Monsanto: Roundup Ready PLUSĀ® Crop Management Solutions platform
Date:11-11-2014
Since 2011, corn, soybean and cotton growers looking for recommendations on weed management practices – and incentives to implement a diversified weed management program on their fields – have found them, along with industry-leading education programs, in the Roundup Ready PLUS® Crop Management Solutions platform. As Roundup Ready PLUS enters its fifth growing season, Monsanto is diversifying the range of tools available to farmers to protect their crops from yield-robbing weeds and insects.
“Last year, over 60,000 farmers participated in Roundup Ready PLUS,” said Chris Reat, Roundup Ready PLUS Marketing Manager. “A key piece of feedback from growers was their desire to access a whole-farm set of solutions for weed and insect management. With this expansion, we will be able to provide tools to help farmers manage those pests.”
The new name of the platform – Roundup Ready PLUS Crop Management Solutions – builds upon solutions for weed management that are core to the platform and reflects the new, broader scope of recommendations and products available to growers.
New for the 2015 growing season, Rowel™ and Rowel™ FX herbicides from Monsanto provide cotton and soybean growers consistent weed control on tough-to-control large- and small-seeded broadleaf weeds.
Complementing traits in seeds, Monsanto has provided insect protection technologies since 2008 through Acceleron® Seed Treatment Products. In 2015, insect management options will expand with the addition of Precept™ insecticide, a soil-applied insecticide in a granular formulation that offers broad spectrum control of soil-borne insect pests such as wireworm, white grubs, corn rootworm, seed corn maggot and black cutworm.

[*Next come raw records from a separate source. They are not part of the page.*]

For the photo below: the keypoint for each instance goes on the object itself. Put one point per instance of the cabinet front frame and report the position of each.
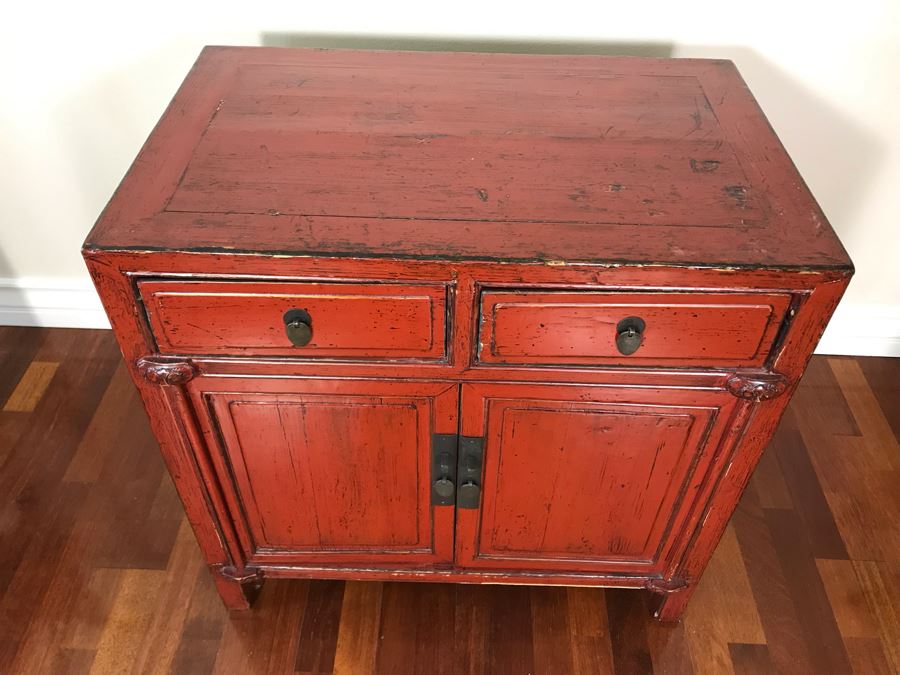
(210, 397)
(709, 448)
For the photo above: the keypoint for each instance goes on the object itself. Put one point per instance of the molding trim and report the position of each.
(72, 302)
(63, 302)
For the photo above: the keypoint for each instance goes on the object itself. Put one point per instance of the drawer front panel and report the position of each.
(349, 321)
(721, 329)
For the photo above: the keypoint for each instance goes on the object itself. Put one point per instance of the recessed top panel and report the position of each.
(482, 156)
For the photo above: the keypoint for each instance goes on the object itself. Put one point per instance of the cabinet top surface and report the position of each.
(461, 156)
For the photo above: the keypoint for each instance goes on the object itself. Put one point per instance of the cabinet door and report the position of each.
(330, 471)
(586, 478)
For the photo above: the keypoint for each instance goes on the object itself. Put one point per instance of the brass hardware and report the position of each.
(471, 457)
(630, 334)
(443, 469)
(298, 326)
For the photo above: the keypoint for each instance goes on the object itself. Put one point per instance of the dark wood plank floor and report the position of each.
(99, 572)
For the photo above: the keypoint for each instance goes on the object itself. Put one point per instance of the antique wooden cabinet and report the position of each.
(463, 317)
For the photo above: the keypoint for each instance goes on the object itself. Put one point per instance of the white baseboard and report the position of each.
(872, 330)
(50, 302)
(862, 330)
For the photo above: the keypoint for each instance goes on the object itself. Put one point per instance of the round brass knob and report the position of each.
(629, 334)
(298, 327)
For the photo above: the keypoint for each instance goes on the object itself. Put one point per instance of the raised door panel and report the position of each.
(325, 471)
(586, 478)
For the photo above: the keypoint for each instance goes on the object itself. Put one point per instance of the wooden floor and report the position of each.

“Monsanto is focused on offering a broad choice of products and traits that control key pests and insects for our customers,” said Phoong Tang, Monsanto’s U.S. Crop Protection Lead. “While we will continue to bring new traits to the market to help control insect and pests, we are always looking for additional tools to help farmers maximize yield potential in corn, soybeans and cotton.”